Have you ever been around a woman who is around 8 months pregnant?  Most of the time, she is completely uncomfortable.  The baby is under her ribs.  The baby is sitting on her bladder.  The baby is moving around in her womb keeping her awake at night.  Stand is uncomfortable for her back because of the extra weight from the baby in her tummy.  Sitting is uncomfortable because it almost seems like there will never be enough room for her to share her body.  Laying down is uncomfortable.  Really, she can't get comfortable, and she's just ready for the bundle of joy to stop squirming inside of her and just be swaddled in her arms.  Imagine that the woman is carrying the Savior of your nation.  You know that that baby inside you is called "Emmanuel", that He's going to be "wonderful, counselor and the Prince of Peace."  Imagine the impatience we would experience knowing that this child is the One and only child who could ever save us.  "Baby, just come out so we can meet you!" you would cry on the social media of the time with your ever chaste husband, Joe, by your side.  You know, though, that in order for a child to be healthy, it must pass a certain amount of time inside your womb.

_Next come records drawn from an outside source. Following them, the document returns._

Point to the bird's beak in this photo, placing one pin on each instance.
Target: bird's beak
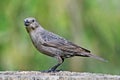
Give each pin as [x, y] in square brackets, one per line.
[26, 22]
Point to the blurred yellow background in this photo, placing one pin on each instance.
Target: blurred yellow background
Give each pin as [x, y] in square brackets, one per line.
[92, 24]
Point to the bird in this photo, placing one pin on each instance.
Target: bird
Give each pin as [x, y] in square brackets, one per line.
[53, 45]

In your heart, you feel restless with nesting, you feel completely unprepared for your child to be born, but you just want the baby in your arms today.  "What will it be like to give birth?  Will my baby cry all the time?  Will I be able to soothe my baby?  Will He struggle to eat at first?"  With these questions mounting, we must remember that there is still time to prepare and to relax.  We still have a time of waiting and patience before the Advent of our child.  Patience, waiting, preparing.  This is the liturgical season of advent.

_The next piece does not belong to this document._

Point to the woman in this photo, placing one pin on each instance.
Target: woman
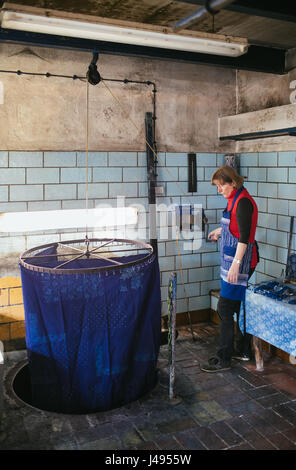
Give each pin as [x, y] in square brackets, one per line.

Sometimes my life is like a romantic comedy.  Weird things always happen to me, and people are always asking me, "When are you going to get married?"  This is especially true when I stand in weddings; I've been in 9 so far, and have the great privilege of standing next to my best friend as her Maid of Honor in June.  It's beautiful to be such an integral part of the Sacrament of Matrimony.  Bridesmaids not only get to prepare through planning and doing fun things with the Bride, they also get to pray with and for the bride, we get to fast for her.  We get the honor of knowing her heart before the wedding.  That aside, it's a time to see parts of wedding masses that I love (there are rarely things I don't "like") and think about the Vocation to which the Lord has called me: marriage.  In my college household, there were eight of us.  Of the eight, five are married, one is engaged.  The two of us remaining unwed (the other happens to be my other best friend) have a Vocation to marriage, and we discuss this from time to time.  While it's unhealthy to dwell solely on the future, it's a beautiful opportunity to sit in patient waiting, asking the Lord for more grace to prepare my own heart for the Advent of my future spouse.  I find myself asking the Lord what parts of my heart are still in darkness that need His light to be ready to be a holy and chaste spouse for my own husband.  My best friend shared with me that her spiritual director told her, "We should never tire of asking the Lord for our spouse."  While my prayer is centered on Christ, I know that God created my heart for selfless love, and I ask Him to bring that my way at least once during my prayer time.  I do spend time with my roommates in Phoenix who are calling me to a greater holiness.  I do make time for daily prayer.  I do reach out to my sisters in Christ in different ways and work diligently at my beautiful job as a Coordinator of the New Evangelization, while writing and speaking on the side.  I enjoy many things because I have the time for them.  My single life now can be exhausted for the Lord, but that's not my ultimate Vocation; He's preparing me for something greater, something that will be for my greater sanctification.  This is a very real taste of my own Advent, my own season of preparation.

Each of our lives are filled with purification opportunities from the Lord.  What is He calling forth from the darkness of our hearts to the light today?